The Moderna vaccine stimulates an adaptive immune response to the SARS-CoV-2 peak protein almost identical to the immune system response to a natural SARS-CoV-2 infection.

And, despite being a quarter of what is currently being administered, and whether it is as effective as the standard dose is unknown, this new study shows that the T-cell and antibody response in the dose group is still potent. “A clinical trial would be needed to determine the protection conferred by a lower dose,” says Crotty.

The researchers found that the Moderna vaccine stimulates an adaptive immune response to the SARS-CoV-2 spike protein (a key target) almost identical to the immune system’s response to a natural SARS-CoV-2 infection. «The answer is equivalent, ”Weiskopf points out. Neither higher nor lower».

Protective cold

Furthermore, the new research also confirms the power of T cells with ‘cross reactivity’.

In 2020, a study also published in “Science”, this team showed that T cells in people who had recovered from the coronaviruses that cause the common cold could respond to the SARS-CoV-2 coronavirus. At the time, they didn’t know if this cross-reactivity could really protect against COVID-19.

Now, researchers have seen that people with cross-reactive T cells had significantly stronger CD4 + T cell and antibody responses to both doses of the vaccine.

“If there is this immune reactivity, the immune system can act faster against the virus,” confirms Sette, adding that there are already several studies that have shown that the speed with which the immune system reacts is key.

The work also fills in a major gap in Covid-19 vaccine research.

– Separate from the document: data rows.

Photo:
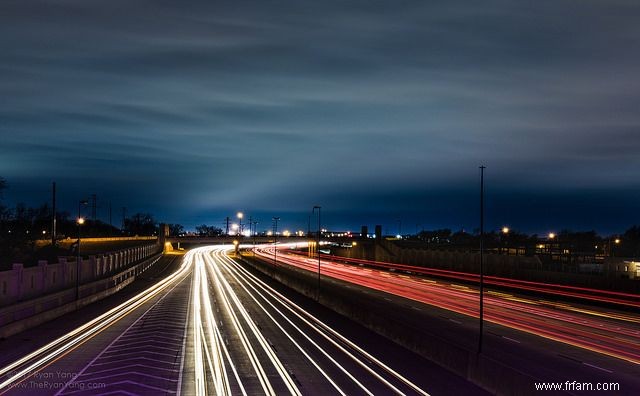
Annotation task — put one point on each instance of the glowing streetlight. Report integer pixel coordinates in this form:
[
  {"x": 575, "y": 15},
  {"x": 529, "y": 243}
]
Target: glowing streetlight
[
  {"x": 318, "y": 246},
  {"x": 240, "y": 216},
  {"x": 80, "y": 222}
]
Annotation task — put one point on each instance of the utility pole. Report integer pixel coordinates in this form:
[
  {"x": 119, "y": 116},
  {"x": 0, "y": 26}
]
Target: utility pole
[
  {"x": 124, "y": 217},
  {"x": 255, "y": 231},
  {"x": 482, "y": 168},
  {"x": 53, "y": 215},
  {"x": 275, "y": 240},
  {"x": 318, "y": 248},
  {"x": 80, "y": 222},
  {"x": 94, "y": 199}
]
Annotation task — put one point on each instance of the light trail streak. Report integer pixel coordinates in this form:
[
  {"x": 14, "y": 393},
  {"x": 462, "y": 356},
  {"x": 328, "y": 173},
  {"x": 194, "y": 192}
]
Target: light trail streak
[
  {"x": 561, "y": 322},
  {"x": 315, "y": 324},
  {"x": 30, "y": 364}
]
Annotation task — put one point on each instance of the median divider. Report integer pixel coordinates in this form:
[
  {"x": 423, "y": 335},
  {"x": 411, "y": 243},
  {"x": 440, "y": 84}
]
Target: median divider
[{"x": 482, "y": 370}]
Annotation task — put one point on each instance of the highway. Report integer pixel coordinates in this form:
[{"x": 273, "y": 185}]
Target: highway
[
  {"x": 597, "y": 329},
  {"x": 214, "y": 327}
]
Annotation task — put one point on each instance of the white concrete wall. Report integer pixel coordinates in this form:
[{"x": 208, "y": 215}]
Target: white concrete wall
[{"x": 20, "y": 284}]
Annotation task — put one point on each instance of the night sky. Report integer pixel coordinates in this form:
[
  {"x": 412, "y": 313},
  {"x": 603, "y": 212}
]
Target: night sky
[{"x": 377, "y": 110}]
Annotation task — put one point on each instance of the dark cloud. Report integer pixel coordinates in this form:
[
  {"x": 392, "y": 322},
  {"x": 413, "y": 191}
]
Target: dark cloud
[{"x": 196, "y": 108}]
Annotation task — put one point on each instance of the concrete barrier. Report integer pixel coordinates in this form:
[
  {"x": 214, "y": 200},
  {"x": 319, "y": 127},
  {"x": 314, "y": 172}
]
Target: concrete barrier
[
  {"x": 20, "y": 283},
  {"x": 27, "y": 314}
]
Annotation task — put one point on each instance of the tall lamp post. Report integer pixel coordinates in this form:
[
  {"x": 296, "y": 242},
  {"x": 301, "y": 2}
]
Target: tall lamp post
[
  {"x": 80, "y": 222},
  {"x": 255, "y": 231},
  {"x": 275, "y": 240},
  {"x": 503, "y": 239},
  {"x": 482, "y": 168},
  {"x": 240, "y": 216},
  {"x": 318, "y": 247}
]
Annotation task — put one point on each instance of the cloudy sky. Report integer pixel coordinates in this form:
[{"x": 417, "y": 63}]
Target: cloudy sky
[{"x": 377, "y": 110}]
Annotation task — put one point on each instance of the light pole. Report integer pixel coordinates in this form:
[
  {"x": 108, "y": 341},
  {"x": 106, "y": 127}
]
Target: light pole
[
  {"x": 503, "y": 238},
  {"x": 275, "y": 240},
  {"x": 318, "y": 247},
  {"x": 482, "y": 168},
  {"x": 80, "y": 222},
  {"x": 255, "y": 231},
  {"x": 240, "y": 216}
]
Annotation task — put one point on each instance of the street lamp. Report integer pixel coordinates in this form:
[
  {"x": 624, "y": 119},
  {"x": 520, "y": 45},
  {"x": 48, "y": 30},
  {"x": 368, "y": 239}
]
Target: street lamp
[
  {"x": 240, "y": 216},
  {"x": 505, "y": 233},
  {"x": 80, "y": 222},
  {"x": 255, "y": 231},
  {"x": 482, "y": 168},
  {"x": 318, "y": 246},
  {"x": 275, "y": 240}
]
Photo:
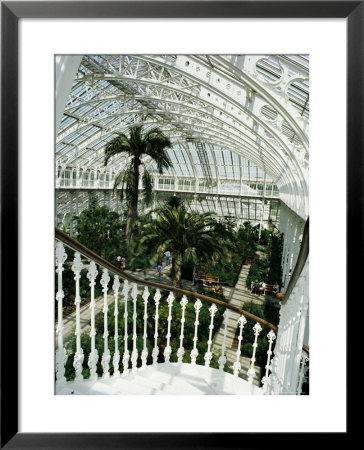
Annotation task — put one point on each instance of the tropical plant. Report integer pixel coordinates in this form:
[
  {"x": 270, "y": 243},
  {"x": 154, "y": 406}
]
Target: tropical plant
[
  {"x": 152, "y": 143},
  {"x": 101, "y": 230},
  {"x": 189, "y": 236}
]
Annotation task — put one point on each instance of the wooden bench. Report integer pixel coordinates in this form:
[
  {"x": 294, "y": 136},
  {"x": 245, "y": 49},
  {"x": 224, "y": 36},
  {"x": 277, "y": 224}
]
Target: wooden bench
[{"x": 210, "y": 282}]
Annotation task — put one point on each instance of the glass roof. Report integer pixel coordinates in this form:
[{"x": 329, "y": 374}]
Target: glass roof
[{"x": 238, "y": 118}]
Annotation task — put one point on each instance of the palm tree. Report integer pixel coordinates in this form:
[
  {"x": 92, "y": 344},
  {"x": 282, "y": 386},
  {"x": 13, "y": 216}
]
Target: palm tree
[
  {"x": 152, "y": 143},
  {"x": 189, "y": 236}
]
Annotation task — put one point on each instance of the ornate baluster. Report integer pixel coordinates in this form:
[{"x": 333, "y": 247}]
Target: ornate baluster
[
  {"x": 79, "y": 356},
  {"x": 304, "y": 360},
  {"x": 251, "y": 372},
  {"x": 145, "y": 351},
  {"x": 222, "y": 359},
  {"x": 168, "y": 349},
  {"x": 116, "y": 358},
  {"x": 237, "y": 364},
  {"x": 208, "y": 354},
  {"x": 106, "y": 356},
  {"x": 155, "y": 351},
  {"x": 93, "y": 356},
  {"x": 61, "y": 354},
  {"x": 265, "y": 381},
  {"x": 181, "y": 350},
  {"x": 126, "y": 352},
  {"x": 134, "y": 355},
  {"x": 194, "y": 352}
]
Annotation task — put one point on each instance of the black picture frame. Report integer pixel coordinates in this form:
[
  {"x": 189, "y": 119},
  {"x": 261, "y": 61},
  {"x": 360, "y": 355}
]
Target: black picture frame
[{"x": 11, "y": 12}]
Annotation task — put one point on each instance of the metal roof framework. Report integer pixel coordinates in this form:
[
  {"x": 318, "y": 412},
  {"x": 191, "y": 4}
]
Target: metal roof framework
[{"x": 237, "y": 118}]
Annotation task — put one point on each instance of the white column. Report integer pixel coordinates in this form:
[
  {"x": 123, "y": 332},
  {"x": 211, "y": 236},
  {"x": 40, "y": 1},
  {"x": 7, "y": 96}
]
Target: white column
[
  {"x": 126, "y": 352},
  {"x": 134, "y": 354},
  {"x": 106, "y": 355},
  {"x": 194, "y": 352},
  {"x": 145, "y": 317},
  {"x": 237, "y": 365},
  {"x": 222, "y": 359},
  {"x": 181, "y": 350},
  {"x": 79, "y": 356},
  {"x": 116, "y": 358},
  {"x": 93, "y": 356},
  {"x": 155, "y": 351},
  {"x": 168, "y": 349},
  {"x": 208, "y": 354},
  {"x": 61, "y": 354}
]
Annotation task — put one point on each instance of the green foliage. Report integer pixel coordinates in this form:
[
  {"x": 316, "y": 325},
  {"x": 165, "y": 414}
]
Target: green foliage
[
  {"x": 203, "y": 332},
  {"x": 189, "y": 236},
  {"x": 249, "y": 337},
  {"x": 101, "y": 230},
  {"x": 268, "y": 269}
]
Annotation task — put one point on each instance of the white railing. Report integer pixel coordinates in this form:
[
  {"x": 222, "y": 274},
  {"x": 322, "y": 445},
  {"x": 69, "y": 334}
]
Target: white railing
[{"x": 153, "y": 304}]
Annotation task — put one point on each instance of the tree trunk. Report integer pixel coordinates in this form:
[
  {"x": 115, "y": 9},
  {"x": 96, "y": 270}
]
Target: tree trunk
[
  {"x": 133, "y": 206},
  {"x": 176, "y": 269}
]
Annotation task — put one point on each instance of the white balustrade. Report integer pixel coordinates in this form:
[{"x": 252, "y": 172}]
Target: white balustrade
[
  {"x": 304, "y": 361},
  {"x": 155, "y": 351},
  {"x": 194, "y": 352},
  {"x": 144, "y": 354},
  {"x": 277, "y": 378},
  {"x": 222, "y": 359},
  {"x": 251, "y": 372},
  {"x": 61, "y": 354},
  {"x": 105, "y": 361},
  {"x": 237, "y": 365},
  {"x": 126, "y": 352},
  {"x": 79, "y": 356},
  {"x": 134, "y": 354},
  {"x": 93, "y": 356},
  {"x": 208, "y": 354},
  {"x": 168, "y": 349},
  {"x": 116, "y": 358},
  {"x": 181, "y": 350}
]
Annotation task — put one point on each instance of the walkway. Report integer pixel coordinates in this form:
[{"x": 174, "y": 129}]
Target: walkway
[{"x": 238, "y": 297}]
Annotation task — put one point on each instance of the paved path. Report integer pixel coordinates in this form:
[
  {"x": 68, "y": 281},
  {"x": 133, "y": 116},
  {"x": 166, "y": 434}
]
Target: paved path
[{"x": 239, "y": 296}]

Until now, many studies had shown an effective response of CD4 + T cells to the Moderna vaccine, but data on CD8 + T cells were lacking.

The people who now go to the hospital for Covid-19 are those who have not been vaccinated

‘We know that naturally infected and recovered people develop excellent CD8 + T cell responses against SARS-CoV-2; however, there was concern about the generation of CD8 + T cells by mRNA vaccines »says Mateus Triviño.

The new study shows a strong CD8 + T cell response to the low-dose Moderna vaccine, similar to a patient’s response to a natural SARS-CoV-2 infection.

The question now is to determine if the other vaccines have the same duration. Weiskopf argues that real-world data suggests that immune memory lasts. And he concludes: “the people who now go to the hospital for Covid-19 are those who have not been vaccinated.”